ノブユキものんびりとした気分で聞き返す。
「季節の変わり目っていうか、新しい気分っていうか、新規開拓の予感っていうか」
「3つめがなければ情緒のある台詞でしたね」
商魂のたくましい人である。
ノブユキはノブユキで、ドランから駄目だしを食らった時のことを思い出す。
料理人の顔が見えるように、というやつだ……。
王都に住む人々が濃いめの味が好きというのはミッフィの言葉だが。
それをなぞっただけではいけないと感じた。
もっとお客のことを知るために、今までより距離を近くすることから始めた。
クリームシチューリゾットの注文はひっきりなしに入っていた。
そのたびにフロアへ顔を出すようにして、「味が薄いようでしたらチーズかお塩をどうぞ」と接客の真似事をするようにしたのだ。
これがノブユキにもお客にも利き目があったようで、ノブユキは人前に出てもある程度は平静を保てるようになったし、お客は味の好みに合わせて調整できた。
今では混んできた際にはノブユキもフロアに出て、お皿と食器と調味料を出すくらいはできるようになっている。
「あーあ、ノブユキくんにどんどん仕事が取られちゃって、わたし暇だなあ」
「絶対にウソですね」
「ばれたか。

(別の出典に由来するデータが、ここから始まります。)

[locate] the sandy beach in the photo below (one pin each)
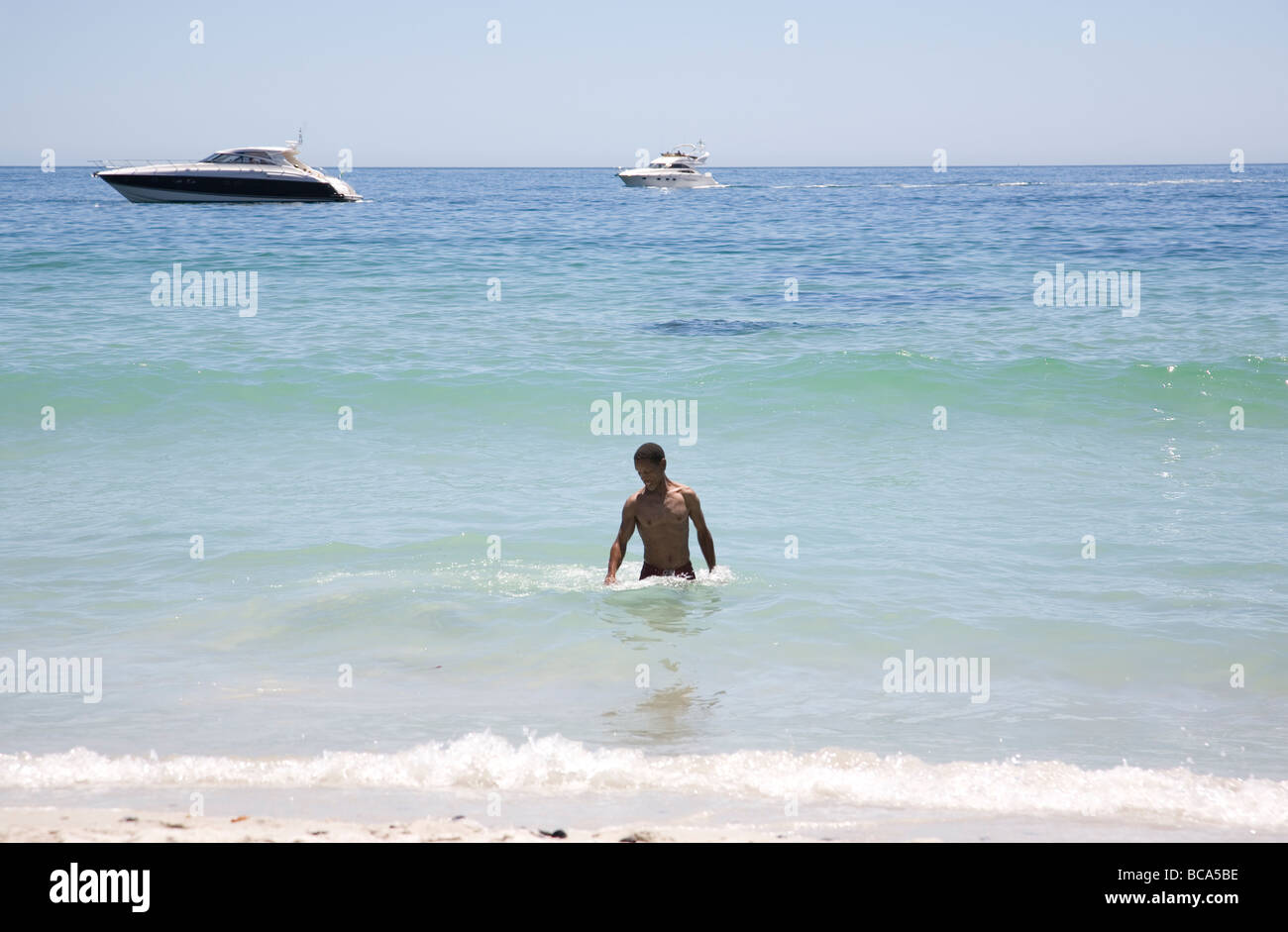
(47, 824)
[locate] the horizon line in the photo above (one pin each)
(610, 167)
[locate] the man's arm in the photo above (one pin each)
(623, 536)
(699, 524)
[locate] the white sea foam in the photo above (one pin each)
(557, 766)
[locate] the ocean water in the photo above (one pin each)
(415, 609)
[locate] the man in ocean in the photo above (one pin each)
(662, 511)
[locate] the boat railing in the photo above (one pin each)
(170, 162)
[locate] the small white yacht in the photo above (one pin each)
(675, 168)
(267, 172)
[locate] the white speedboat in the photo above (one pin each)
(675, 168)
(268, 172)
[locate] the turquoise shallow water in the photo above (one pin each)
(374, 548)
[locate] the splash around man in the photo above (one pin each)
(661, 510)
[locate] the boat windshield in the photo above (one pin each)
(240, 158)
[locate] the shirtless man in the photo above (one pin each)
(661, 510)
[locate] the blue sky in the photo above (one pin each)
(993, 82)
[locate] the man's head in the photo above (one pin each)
(651, 465)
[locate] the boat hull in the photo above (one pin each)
(191, 188)
(668, 180)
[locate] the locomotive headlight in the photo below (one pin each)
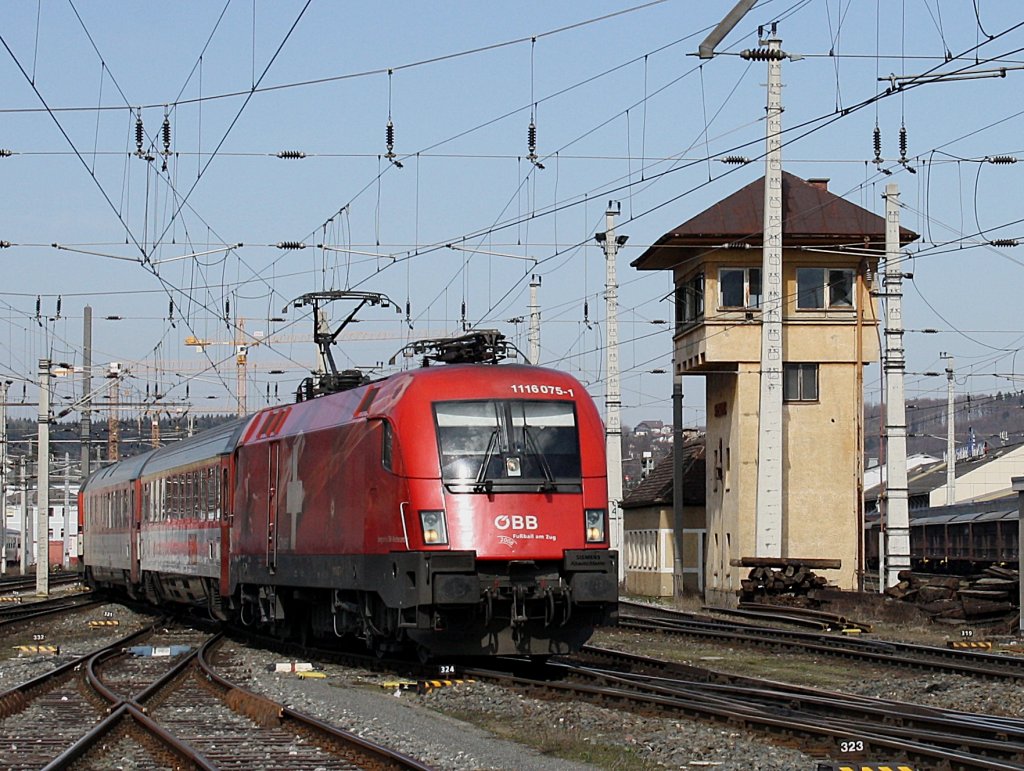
(594, 524)
(434, 529)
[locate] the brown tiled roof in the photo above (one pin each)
(656, 487)
(811, 216)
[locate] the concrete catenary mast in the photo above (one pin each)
(897, 522)
(3, 475)
(612, 397)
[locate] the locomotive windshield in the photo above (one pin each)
(508, 444)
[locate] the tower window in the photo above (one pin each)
(739, 288)
(800, 382)
(819, 288)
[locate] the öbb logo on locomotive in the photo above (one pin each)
(515, 522)
(404, 512)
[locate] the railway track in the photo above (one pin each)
(951, 660)
(16, 613)
(124, 707)
(12, 584)
(830, 725)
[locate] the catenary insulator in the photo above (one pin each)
(762, 54)
(139, 134)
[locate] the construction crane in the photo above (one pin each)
(244, 341)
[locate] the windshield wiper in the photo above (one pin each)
(482, 483)
(549, 478)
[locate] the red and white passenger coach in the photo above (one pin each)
(461, 509)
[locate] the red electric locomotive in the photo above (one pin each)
(459, 508)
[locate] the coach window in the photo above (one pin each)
(212, 494)
(739, 287)
(820, 289)
(199, 495)
(689, 301)
(176, 494)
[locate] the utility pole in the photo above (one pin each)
(950, 443)
(3, 475)
(897, 521)
(677, 477)
(85, 416)
(612, 397)
(23, 521)
(43, 483)
(535, 320)
(67, 532)
(769, 497)
(241, 360)
(114, 416)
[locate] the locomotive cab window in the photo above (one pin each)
(508, 444)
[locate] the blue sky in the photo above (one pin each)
(623, 112)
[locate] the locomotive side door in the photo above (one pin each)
(272, 504)
(134, 524)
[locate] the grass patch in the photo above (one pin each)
(562, 741)
(750, 660)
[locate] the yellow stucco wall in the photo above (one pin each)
(820, 438)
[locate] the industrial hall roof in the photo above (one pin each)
(811, 216)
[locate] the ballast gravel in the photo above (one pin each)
(433, 727)
(419, 725)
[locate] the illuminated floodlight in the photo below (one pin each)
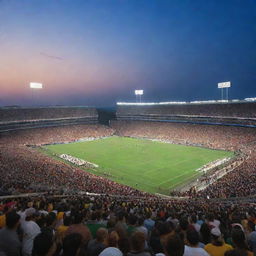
(224, 85)
(138, 92)
(33, 85)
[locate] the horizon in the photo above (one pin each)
(96, 53)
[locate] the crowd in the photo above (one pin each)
(214, 110)
(25, 114)
(104, 226)
(24, 169)
(238, 183)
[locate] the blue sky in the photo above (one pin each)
(97, 52)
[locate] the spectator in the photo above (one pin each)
(10, 244)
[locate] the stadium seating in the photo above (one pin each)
(15, 118)
(225, 113)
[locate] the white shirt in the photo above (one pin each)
(31, 230)
(192, 251)
(215, 223)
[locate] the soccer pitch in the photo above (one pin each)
(151, 166)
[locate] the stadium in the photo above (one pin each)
(127, 128)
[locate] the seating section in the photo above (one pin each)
(226, 113)
(25, 118)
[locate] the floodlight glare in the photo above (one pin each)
(224, 85)
(138, 92)
(36, 85)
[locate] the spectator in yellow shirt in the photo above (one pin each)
(217, 247)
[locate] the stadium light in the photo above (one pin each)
(138, 94)
(223, 85)
(34, 85)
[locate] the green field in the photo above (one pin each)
(150, 166)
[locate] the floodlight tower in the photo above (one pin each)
(138, 94)
(222, 86)
(35, 86)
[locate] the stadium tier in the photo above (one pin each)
(242, 113)
(14, 118)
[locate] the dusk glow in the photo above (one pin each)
(98, 52)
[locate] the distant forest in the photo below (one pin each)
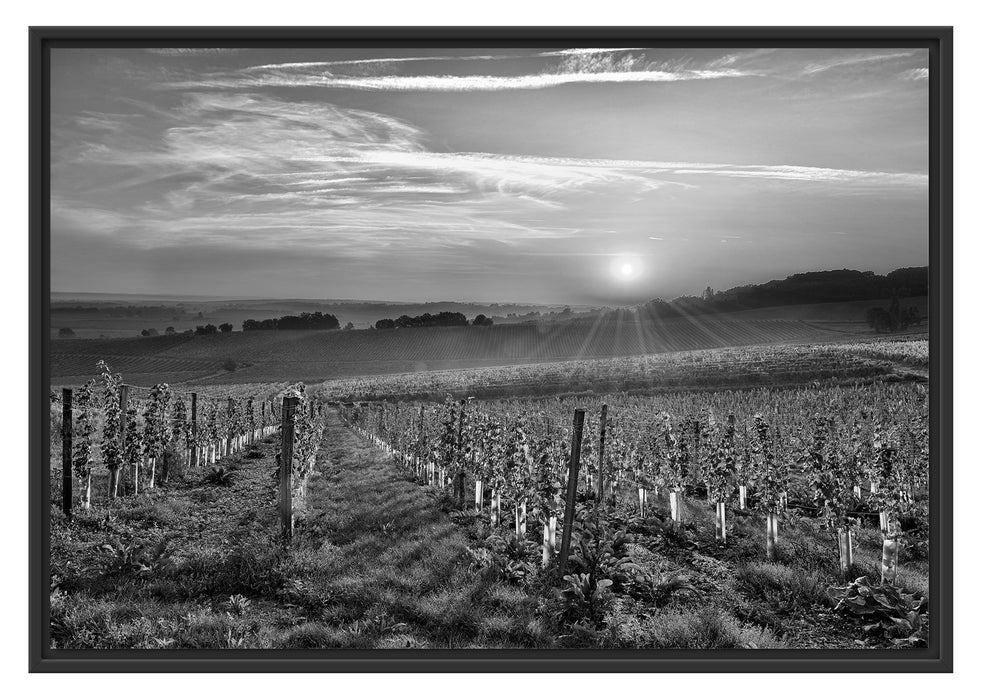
(303, 322)
(804, 288)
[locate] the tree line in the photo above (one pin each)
(444, 318)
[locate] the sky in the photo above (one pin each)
(589, 176)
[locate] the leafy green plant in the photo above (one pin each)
(137, 557)
(513, 559)
(219, 476)
(586, 598)
(890, 613)
(238, 604)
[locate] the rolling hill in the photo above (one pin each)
(318, 355)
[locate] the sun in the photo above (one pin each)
(626, 268)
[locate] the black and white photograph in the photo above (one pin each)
(604, 347)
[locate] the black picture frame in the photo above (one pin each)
(936, 658)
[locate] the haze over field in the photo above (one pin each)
(571, 176)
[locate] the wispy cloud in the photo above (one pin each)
(845, 61)
(190, 51)
(229, 164)
(280, 76)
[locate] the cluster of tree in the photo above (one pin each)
(156, 311)
(444, 318)
(894, 318)
(304, 322)
(804, 288)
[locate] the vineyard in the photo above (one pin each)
(314, 356)
(729, 368)
(781, 516)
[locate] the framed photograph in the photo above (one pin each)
(491, 349)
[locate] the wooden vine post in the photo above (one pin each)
(459, 476)
(230, 431)
(286, 465)
(195, 447)
(573, 474)
(124, 392)
(771, 531)
(66, 452)
(844, 540)
(600, 453)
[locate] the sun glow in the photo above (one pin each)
(626, 268)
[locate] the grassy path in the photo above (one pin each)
(394, 570)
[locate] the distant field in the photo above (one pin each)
(314, 356)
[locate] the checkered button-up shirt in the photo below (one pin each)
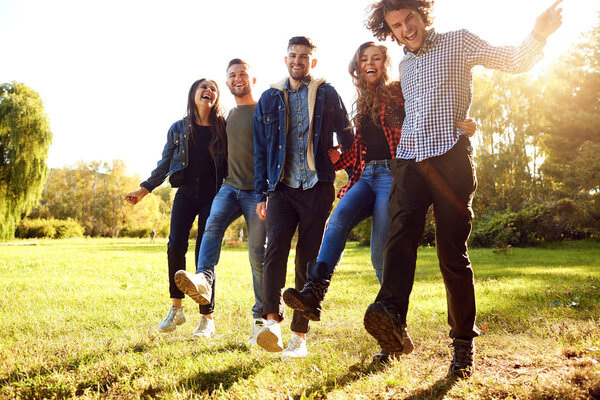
(390, 117)
(437, 84)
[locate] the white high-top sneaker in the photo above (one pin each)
(269, 336)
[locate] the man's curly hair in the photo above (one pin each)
(376, 19)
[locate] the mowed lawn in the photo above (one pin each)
(78, 319)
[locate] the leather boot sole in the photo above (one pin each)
(294, 300)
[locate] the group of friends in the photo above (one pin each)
(407, 148)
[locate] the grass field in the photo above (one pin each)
(78, 319)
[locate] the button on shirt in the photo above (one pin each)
(437, 85)
(296, 172)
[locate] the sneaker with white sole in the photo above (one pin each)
(269, 336)
(173, 319)
(194, 285)
(296, 347)
(257, 325)
(206, 328)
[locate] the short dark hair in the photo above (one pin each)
(376, 19)
(303, 40)
(236, 61)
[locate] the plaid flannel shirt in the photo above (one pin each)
(437, 84)
(391, 118)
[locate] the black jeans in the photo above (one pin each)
(287, 209)
(447, 182)
(190, 201)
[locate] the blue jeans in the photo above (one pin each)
(368, 197)
(189, 202)
(229, 204)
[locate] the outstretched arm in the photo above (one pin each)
(548, 22)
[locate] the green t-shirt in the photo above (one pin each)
(240, 148)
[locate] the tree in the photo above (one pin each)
(25, 137)
(508, 111)
(572, 140)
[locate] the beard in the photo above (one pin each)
(240, 92)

繁盛しすぎで手が回らなくなるほどだったから、助かってるわ」
「つたない接客ですが、そりゃどうも」
「それで? 魔法のほうはどうなの? 希望だかなんだか知らないけれど、使っても倒れないくらいにはなっていそう?」
「うーん……」
わからない、というのがノブユキの素直な感想だ。
おそらく、ドランの唱えてくれた『ステータス』という古代魔法とやらがあれば、わかるのだろう。だが、試食会から店の混雑がさらに増してしまい、再び会うことは容易ではなさそうだった。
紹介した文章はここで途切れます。